On his return from the crusade at the end of 1192 Richard was imprisoned by a disgruntled Duke Leopold of Austria (who accused him of arranging the murder of his cousin). He was eventually ransomed for a very large sum of money that was raised by his mother, and released after more than a year of captivity.
Some historians have not had particularly kind words about Richard. Consider the voice of William Stubbs, cited on Richard’s wikipedia page:
‘He was a bad king: his great exploits, his military skill, his splendour and extravagance, his poetical tastes, his adventurous spirit, do not serve to cloak his entire want of sympathy, or even consideration, for his people. He was no Englishman, but it does not follow that he gave to Normandy, Anjou, or Aquitaine the love or care that he denied to his kingdom. His ambition was that of a mere warrior: he would fight for anything whatever, but he would sell everything that was worth fighting for. The glory that he sought was that of victory rather than conquest.”
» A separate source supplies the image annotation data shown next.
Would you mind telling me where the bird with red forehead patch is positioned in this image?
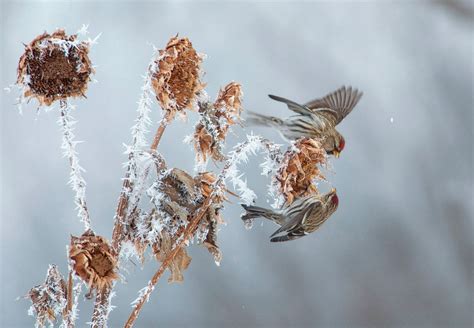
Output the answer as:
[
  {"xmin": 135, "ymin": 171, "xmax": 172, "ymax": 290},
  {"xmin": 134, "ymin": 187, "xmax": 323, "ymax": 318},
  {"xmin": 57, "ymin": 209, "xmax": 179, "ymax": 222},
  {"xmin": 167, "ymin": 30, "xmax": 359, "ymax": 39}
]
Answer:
[
  {"xmin": 241, "ymin": 189, "xmax": 339, "ymax": 242},
  {"xmin": 247, "ymin": 86, "xmax": 363, "ymax": 157}
]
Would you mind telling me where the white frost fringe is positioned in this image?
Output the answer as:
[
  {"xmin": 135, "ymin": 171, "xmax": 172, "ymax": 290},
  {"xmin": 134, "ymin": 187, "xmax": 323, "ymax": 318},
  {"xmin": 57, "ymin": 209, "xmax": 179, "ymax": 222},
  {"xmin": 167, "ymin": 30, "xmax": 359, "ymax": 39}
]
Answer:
[{"xmin": 58, "ymin": 100, "xmax": 91, "ymax": 230}]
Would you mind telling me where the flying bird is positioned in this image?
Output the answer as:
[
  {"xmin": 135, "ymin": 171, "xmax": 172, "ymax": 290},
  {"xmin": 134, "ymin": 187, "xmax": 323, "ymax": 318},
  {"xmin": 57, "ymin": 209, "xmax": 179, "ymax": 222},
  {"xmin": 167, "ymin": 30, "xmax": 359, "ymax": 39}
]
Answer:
[
  {"xmin": 241, "ymin": 189, "xmax": 339, "ymax": 242},
  {"xmin": 248, "ymin": 86, "xmax": 363, "ymax": 157}
]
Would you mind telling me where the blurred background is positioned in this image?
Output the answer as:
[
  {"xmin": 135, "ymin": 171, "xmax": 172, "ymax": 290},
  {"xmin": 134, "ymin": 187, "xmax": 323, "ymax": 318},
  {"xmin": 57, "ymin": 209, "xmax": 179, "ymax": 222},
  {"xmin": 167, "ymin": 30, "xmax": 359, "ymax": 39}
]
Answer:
[{"xmin": 0, "ymin": 1, "xmax": 474, "ymax": 327}]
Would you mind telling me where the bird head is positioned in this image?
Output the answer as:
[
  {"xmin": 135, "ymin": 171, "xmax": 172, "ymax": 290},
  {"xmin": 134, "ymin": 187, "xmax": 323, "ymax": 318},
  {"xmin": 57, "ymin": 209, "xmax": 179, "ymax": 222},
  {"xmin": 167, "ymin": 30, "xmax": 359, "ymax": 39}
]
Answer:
[
  {"xmin": 333, "ymin": 135, "xmax": 346, "ymax": 158},
  {"xmin": 325, "ymin": 188, "xmax": 339, "ymax": 211}
]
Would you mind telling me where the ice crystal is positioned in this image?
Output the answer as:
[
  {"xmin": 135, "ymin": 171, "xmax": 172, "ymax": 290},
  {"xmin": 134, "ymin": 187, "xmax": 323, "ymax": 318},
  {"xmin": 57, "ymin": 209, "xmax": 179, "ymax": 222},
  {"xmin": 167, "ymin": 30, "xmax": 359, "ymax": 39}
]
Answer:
[{"xmin": 58, "ymin": 101, "xmax": 91, "ymax": 230}]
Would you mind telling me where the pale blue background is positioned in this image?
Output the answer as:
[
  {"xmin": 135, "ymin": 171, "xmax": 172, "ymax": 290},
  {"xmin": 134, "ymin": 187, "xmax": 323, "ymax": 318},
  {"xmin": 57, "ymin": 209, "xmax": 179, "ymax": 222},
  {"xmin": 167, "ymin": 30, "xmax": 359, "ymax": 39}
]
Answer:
[{"xmin": 0, "ymin": 1, "xmax": 474, "ymax": 327}]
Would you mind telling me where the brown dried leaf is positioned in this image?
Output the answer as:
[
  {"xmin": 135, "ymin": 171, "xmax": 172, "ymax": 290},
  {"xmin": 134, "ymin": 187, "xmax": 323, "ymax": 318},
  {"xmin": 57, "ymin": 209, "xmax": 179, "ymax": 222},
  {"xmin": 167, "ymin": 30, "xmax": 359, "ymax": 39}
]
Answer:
[
  {"xmin": 152, "ymin": 36, "xmax": 204, "ymax": 113},
  {"xmin": 69, "ymin": 230, "xmax": 118, "ymax": 290},
  {"xmin": 276, "ymin": 138, "xmax": 326, "ymax": 204},
  {"xmin": 153, "ymin": 232, "xmax": 191, "ymax": 283}
]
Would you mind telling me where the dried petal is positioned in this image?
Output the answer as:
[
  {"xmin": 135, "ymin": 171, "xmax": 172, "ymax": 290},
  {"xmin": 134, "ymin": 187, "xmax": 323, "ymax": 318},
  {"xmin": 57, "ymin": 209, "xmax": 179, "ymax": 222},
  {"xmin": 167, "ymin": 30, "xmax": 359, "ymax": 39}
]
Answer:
[
  {"xmin": 69, "ymin": 230, "xmax": 118, "ymax": 290},
  {"xmin": 153, "ymin": 232, "xmax": 191, "ymax": 283},
  {"xmin": 28, "ymin": 265, "xmax": 67, "ymax": 327},
  {"xmin": 152, "ymin": 37, "xmax": 204, "ymax": 113},
  {"xmin": 275, "ymin": 138, "xmax": 326, "ymax": 204}
]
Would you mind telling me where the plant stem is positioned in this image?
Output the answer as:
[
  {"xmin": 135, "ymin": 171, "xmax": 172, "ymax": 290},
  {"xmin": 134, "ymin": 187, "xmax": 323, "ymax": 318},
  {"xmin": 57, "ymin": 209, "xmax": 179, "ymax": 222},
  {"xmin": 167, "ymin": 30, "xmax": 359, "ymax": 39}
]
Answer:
[
  {"xmin": 124, "ymin": 197, "xmax": 212, "ymax": 328},
  {"xmin": 92, "ymin": 111, "xmax": 173, "ymax": 328},
  {"xmin": 112, "ymin": 111, "xmax": 173, "ymax": 256},
  {"xmin": 59, "ymin": 99, "xmax": 91, "ymax": 230}
]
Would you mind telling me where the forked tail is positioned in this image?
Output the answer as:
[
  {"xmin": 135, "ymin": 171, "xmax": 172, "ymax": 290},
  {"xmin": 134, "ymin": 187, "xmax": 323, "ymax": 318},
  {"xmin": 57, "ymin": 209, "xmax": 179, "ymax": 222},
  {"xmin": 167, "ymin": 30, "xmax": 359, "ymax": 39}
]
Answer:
[
  {"xmin": 246, "ymin": 111, "xmax": 283, "ymax": 127},
  {"xmin": 240, "ymin": 204, "xmax": 285, "ymax": 225}
]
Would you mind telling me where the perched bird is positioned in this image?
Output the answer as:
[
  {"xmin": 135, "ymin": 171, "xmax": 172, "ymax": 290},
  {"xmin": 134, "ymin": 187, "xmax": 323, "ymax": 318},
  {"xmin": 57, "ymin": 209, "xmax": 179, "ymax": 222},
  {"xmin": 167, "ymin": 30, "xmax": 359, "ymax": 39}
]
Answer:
[
  {"xmin": 248, "ymin": 87, "xmax": 363, "ymax": 157},
  {"xmin": 241, "ymin": 189, "xmax": 339, "ymax": 242}
]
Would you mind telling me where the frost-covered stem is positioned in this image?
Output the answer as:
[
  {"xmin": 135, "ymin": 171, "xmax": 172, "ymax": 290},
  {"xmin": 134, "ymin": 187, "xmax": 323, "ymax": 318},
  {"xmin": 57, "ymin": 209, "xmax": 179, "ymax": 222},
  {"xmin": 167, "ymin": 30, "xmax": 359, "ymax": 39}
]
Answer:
[
  {"xmin": 63, "ymin": 270, "xmax": 75, "ymax": 328},
  {"xmin": 59, "ymin": 99, "xmax": 91, "ymax": 230},
  {"xmin": 91, "ymin": 288, "xmax": 113, "ymax": 328},
  {"xmin": 112, "ymin": 112, "xmax": 172, "ymax": 255},
  {"xmin": 124, "ymin": 136, "xmax": 273, "ymax": 328},
  {"xmin": 124, "ymin": 197, "xmax": 212, "ymax": 328},
  {"xmin": 150, "ymin": 111, "xmax": 173, "ymax": 150}
]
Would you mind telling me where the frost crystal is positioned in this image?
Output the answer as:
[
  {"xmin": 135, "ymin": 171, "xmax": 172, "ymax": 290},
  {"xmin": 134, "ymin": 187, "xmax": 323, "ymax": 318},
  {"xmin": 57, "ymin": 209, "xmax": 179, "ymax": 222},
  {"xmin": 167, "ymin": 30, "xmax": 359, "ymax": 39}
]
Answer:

Richard met a strange end. But he didn’t seem like the kind of man who would die in his sleep. Here is how his Wikipedia page describes what happened:
“In the early evening of 25 March 1199, Richard was walking around the castle perimeter without his chainmail, investigating the progress of sappers on the castle walls. Missiles were occasionally shot from the castle walls, but these were given little attention. One defender in particular amused the king greatly—a man standing on the walls, crossbow in one hand, the other clutching a frying pan which he had been using all day as a shield to beat off missiles. He deliberately aimed at the king, which the king applauded; however, another crossbowman then struck the king in the left shoulder near the neck. He tried to pull this out in the privacy of his tent but failed; a surgeon, called a ‘butcher’ by Hoveden, removed it, ‘carelessly mangling’ the King’s arm in the process. The wound swiftly became gangrenous. Accordingly, Richard asked to have the crossbowman brought before him; called alternatively Pierre (or Peter) Basile, John Sabroz, Dudo, and Bertrand de Gurdon (from the town of Gourdon) by chroniclers, the man turned out (according to some sources, but not all) to be a boy. This boy claimed that Richard had killed the boy’s father and two brothers, and that he had killed Richard in revenge. The boy expected to be executed; Richard, as a last act of mercy, forgave the boy of his crime, saying, “Live on, and by my bounty behold the light of day,” before ordering the boy to be freed and sent away with 100 shillings. Richard then set his affairs in order, bequeathing all his territory to his brother John and his jewels to his nephew Otto.
Richard died on 6 April 1199 in the arms of his mother; it was later said that “As the day was closing, he ended his earthly day.” Due to the nature of Richard’s death, he was later referred to as ‘the Lion (that) by the Ant was slain’. According to one chronicler, Richard’s last act of chivalry proved fruitless; in an orgy of medieval brutality, the infamous mercenary captain Mercadier had the crossbowman flayed alive and hanged as soon as Richard died.”
And the moral of this story? There are probably many, but one that comes to mind is “don’t applaud when someone points a weapon at you”.